Chirality Nets for Human Pose Regression

Authors: Raymond Yeh, Yuan-Ting Hu, Alexander Schwing

NeurIPS 2019 | Conference PDF | Archive PDF | Plain Text | LLM Run Details

Reproducibility Variable Result LLM Response
Research Type Experimental We evaluate chirality nets on the task of human pose regression... We demonstrate the generalization and effectiveness of our approach on three pose regression tasks over four datasets... Our approach achieves/matches state-of-the-art results...
Researcher Affiliation Academia Raymond A. Yeh , Yuan-Ting Hu*, Alexander G. Schwing Department of Electrical Engineering, University of Illinois at Urbana-Champaign {yeh17, ythu2, aschwing}@illinois.edu
Pseudocode No The paper does not contain any clearly labeled pseudocode or algorithm blocks.
Open Source Code Yes The Pytorch implementation and unit-tests of the proposed layers are part of the supplementary material.
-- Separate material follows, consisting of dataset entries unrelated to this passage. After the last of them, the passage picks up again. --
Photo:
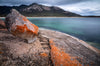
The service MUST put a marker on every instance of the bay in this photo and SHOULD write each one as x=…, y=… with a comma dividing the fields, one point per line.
x=87, y=29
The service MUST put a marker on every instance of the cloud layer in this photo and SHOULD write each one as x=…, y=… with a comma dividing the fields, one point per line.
x=83, y=7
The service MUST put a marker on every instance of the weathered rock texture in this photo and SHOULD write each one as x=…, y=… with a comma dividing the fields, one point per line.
x=51, y=48
x=2, y=24
x=20, y=26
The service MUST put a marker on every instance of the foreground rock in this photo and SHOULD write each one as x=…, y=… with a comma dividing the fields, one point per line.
x=50, y=48
x=20, y=26
x=2, y=24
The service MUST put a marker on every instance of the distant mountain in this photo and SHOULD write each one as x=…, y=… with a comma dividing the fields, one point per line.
x=37, y=10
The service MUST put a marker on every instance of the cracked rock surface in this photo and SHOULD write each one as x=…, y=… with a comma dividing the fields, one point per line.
x=15, y=51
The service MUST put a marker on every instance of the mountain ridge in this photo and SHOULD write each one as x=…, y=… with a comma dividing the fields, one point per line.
x=35, y=9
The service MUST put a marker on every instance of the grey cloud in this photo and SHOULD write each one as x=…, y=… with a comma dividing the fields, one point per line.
x=51, y=2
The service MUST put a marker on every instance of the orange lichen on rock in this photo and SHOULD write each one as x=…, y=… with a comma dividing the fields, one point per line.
x=24, y=18
x=43, y=54
x=36, y=29
x=60, y=58
x=0, y=52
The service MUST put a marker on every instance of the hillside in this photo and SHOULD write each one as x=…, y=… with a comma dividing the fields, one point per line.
x=35, y=9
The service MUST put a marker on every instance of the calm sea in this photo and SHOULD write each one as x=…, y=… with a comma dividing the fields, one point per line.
x=87, y=29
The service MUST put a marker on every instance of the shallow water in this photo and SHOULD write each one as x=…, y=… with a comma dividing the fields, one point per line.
x=87, y=29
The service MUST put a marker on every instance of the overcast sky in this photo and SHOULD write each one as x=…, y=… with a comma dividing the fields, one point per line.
x=83, y=7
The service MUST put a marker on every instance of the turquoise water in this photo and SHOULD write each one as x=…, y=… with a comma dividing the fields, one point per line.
x=87, y=29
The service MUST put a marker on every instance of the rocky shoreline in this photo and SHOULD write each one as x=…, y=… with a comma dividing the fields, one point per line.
x=23, y=44
x=15, y=51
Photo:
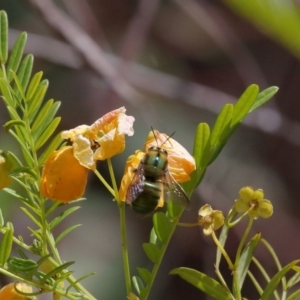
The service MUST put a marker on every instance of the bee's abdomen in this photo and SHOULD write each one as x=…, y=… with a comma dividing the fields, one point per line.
x=147, y=201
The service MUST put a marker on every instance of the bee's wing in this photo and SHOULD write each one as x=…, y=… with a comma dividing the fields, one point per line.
x=174, y=192
x=136, y=186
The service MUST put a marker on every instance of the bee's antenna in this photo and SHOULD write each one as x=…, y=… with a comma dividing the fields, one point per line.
x=154, y=135
x=168, y=138
x=165, y=140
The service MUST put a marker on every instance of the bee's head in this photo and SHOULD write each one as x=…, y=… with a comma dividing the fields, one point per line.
x=158, y=150
x=162, y=143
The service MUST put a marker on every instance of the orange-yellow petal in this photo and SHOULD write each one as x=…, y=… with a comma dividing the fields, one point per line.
x=8, y=292
x=64, y=178
x=110, y=131
x=132, y=164
x=180, y=162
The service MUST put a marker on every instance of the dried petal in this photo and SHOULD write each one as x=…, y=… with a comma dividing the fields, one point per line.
x=64, y=178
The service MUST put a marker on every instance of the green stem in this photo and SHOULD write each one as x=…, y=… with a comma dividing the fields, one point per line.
x=220, y=247
x=105, y=183
x=241, y=245
x=236, y=284
x=162, y=252
x=121, y=206
x=277, y=262
x=125, y=247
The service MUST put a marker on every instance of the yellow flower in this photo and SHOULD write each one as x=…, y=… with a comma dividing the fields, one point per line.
x=8, y=292
x=103, y=139
x=64, y=178
x=132, y=164
x=180, y=162
x=5, y=167
x=252, y=201
x=210, y=219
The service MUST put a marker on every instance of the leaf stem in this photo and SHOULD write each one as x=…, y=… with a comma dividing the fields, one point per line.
x=220, y=247
x=121, y=206
x=110, y=189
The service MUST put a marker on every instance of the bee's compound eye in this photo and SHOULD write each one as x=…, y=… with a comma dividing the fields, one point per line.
x=153, y=148
x=164, y=151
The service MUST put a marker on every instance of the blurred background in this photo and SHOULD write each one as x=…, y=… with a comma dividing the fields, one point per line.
x=172, y=64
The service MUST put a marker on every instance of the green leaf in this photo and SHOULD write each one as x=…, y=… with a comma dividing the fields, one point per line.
x=47, y=133
x=15, y=194
x=6, y=91
x=26, y=170
x=144, y=292
x=153, y=238
x=145, y=274
x=137, y=283
x=203, y=282
x=246, y=258
x=37, y=100
x=16, y=55
x=19, y=89
x=244, y=104
x=62, y=216
x=1, y=219
x=7, y=126
x=33, y=85
x=222, y=239
x=294, y=296
x=55, y=143
x=6, y=246
x=174, y=209
x=31, y=217
x=43, y=120
x=201, y=146
x=24, y=72
x=22, y=265
x=162, y=226
x=275, y=281
x=23, y=145
x=263, y=97
x=222, y=126
x=3, y=36
x=45, y=116
x=65, y=232
x=152, y=251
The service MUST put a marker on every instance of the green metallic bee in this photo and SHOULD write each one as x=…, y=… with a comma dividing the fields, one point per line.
x=153, y=182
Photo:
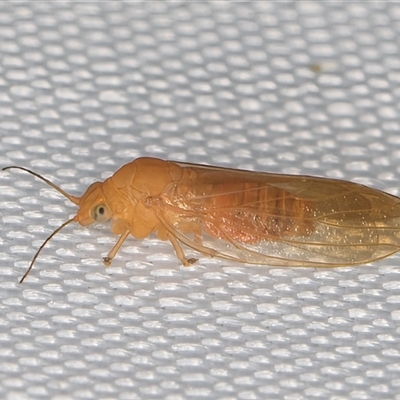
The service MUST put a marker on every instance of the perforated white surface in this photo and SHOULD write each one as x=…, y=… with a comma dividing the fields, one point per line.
x=302, y=87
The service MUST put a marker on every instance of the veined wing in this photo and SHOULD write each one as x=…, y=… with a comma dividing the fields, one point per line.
x=280, y=219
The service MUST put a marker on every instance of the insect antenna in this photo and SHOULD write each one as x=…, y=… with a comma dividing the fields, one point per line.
x=42, y=246
x=73, y=199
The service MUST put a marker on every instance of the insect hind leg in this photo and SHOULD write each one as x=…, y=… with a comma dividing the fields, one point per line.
x=180, y=253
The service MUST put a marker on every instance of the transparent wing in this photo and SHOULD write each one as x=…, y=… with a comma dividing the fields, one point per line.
x=280, y=219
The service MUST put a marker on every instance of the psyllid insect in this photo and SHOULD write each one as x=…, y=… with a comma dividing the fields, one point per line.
x=251, y=217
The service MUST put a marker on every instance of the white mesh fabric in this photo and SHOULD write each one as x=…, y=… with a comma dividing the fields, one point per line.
x=304, y=87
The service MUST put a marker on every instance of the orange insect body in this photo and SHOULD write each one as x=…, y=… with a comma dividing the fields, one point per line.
x=245, y=216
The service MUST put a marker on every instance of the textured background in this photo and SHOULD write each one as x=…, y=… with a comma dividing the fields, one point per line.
x=301, y=87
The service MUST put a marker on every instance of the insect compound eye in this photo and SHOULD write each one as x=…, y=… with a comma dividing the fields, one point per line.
x=100, y=213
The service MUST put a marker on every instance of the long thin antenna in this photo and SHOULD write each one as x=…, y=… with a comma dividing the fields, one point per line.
x=44, y=244
x=74, y=199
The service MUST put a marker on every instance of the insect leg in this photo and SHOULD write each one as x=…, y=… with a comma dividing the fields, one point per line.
x=179, y=252
x=107, y=260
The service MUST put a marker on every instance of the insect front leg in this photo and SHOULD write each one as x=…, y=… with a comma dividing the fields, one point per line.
x=107, y=260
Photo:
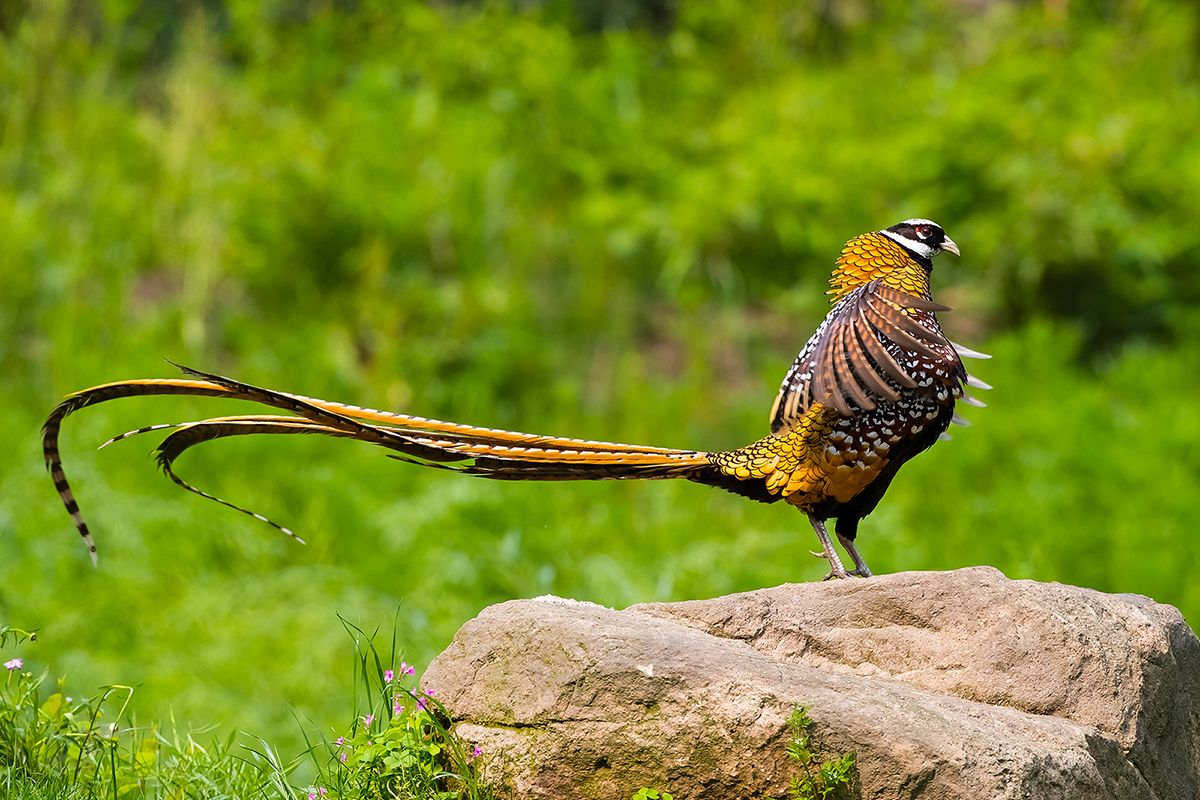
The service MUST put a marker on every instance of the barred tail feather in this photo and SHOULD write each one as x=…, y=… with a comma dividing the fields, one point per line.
x=485, y=452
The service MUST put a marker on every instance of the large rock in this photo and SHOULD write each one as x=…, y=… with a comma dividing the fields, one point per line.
x=946, y=684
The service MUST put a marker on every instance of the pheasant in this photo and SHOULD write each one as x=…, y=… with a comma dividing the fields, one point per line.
x=873, y=388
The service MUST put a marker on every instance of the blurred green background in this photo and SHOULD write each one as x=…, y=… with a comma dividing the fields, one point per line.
x=585, y=218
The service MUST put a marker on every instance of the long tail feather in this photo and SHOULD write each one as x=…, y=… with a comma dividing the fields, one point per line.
x=486, y=452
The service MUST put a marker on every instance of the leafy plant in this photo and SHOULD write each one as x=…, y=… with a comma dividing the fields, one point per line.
x=401, y=745
x=819, y=779
x=652, y=794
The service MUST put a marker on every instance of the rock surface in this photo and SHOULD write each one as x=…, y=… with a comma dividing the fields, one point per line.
x=947, y=685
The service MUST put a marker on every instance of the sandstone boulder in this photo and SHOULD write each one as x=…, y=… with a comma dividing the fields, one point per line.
x=957, y=684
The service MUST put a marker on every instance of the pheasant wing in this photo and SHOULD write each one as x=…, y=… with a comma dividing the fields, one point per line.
x=859, y=355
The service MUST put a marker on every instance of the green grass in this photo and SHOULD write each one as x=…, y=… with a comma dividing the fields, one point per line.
x=514, y=220
x=399, y=745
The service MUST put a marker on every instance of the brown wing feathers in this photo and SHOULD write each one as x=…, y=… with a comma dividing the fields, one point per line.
x=851, y=366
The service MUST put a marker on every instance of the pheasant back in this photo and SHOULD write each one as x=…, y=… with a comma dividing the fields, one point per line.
x=875, y=385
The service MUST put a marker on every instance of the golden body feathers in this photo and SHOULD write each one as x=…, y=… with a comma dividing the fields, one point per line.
x=874, y=385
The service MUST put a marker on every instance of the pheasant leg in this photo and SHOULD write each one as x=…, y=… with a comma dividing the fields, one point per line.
x=835, y=569
x=861, y=567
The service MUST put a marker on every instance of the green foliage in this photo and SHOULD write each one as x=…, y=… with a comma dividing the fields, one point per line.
x=819, y=779
x=652, y=794
x=401, y=746
x=57, y=746
x=505, y=216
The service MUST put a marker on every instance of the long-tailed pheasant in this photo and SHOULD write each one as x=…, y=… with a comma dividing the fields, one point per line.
x=875, y=385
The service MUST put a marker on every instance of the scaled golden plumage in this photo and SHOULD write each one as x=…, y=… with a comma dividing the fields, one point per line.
x=875, y=385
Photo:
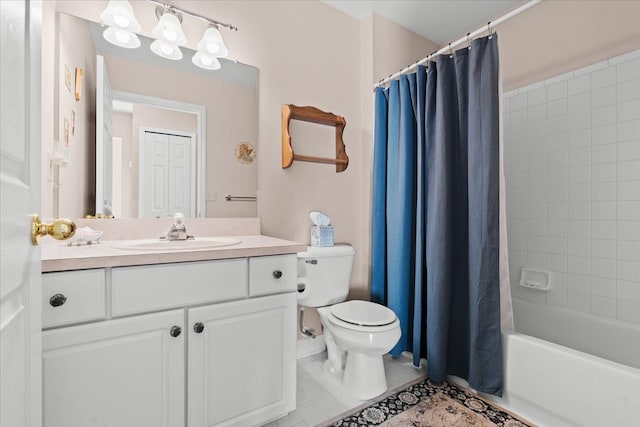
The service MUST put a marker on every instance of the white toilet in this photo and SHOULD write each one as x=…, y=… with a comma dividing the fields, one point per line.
x=357, y=333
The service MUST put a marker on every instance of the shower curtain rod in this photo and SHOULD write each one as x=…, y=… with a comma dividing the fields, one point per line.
x=448, y=48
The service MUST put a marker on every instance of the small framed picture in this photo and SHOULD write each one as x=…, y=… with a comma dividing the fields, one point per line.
x=66, y=132
x=67, y=78
x=78, y=91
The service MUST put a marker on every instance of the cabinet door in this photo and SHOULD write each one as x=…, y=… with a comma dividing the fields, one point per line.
x=241, y=365
x=126, y=372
We have also included a short Jupyter notebook demo to illustrate the key concepts.
Open Datasets Yes We evaluate on two standard datasets, the Human3.6M [22] and the Human Eva I [49].
Dataset Splits Yes We use the same train and test subject splits.
Hardware Specification No The paper states, 'We thank NVIDIA for providing GPUs used for this work and Cisco for access to the Arcetri cluster,' but it does not specify any particular GPU models, CPU models, memory details, or detailed cluster specifications.
Software Dependencies No The paper mentions 'Pytorch implementation' and uses optimizers like 'Adam' and 'SGD,' and tools like 'Open Pose,' but it does not provide specific version numbers for these software components or libraries.
Experiment Setup Yes Our model follows the supervised training procedure and network design of Pavllo et al. [42]. Our network is the identical temporal convolutional network architecture, where each layer is replaced with its chiral version, i.e., 1D dilated convolution, batch-normalization, and dropout layers. We also replace ReLU non-linearities with Tanh to achieve equivariance.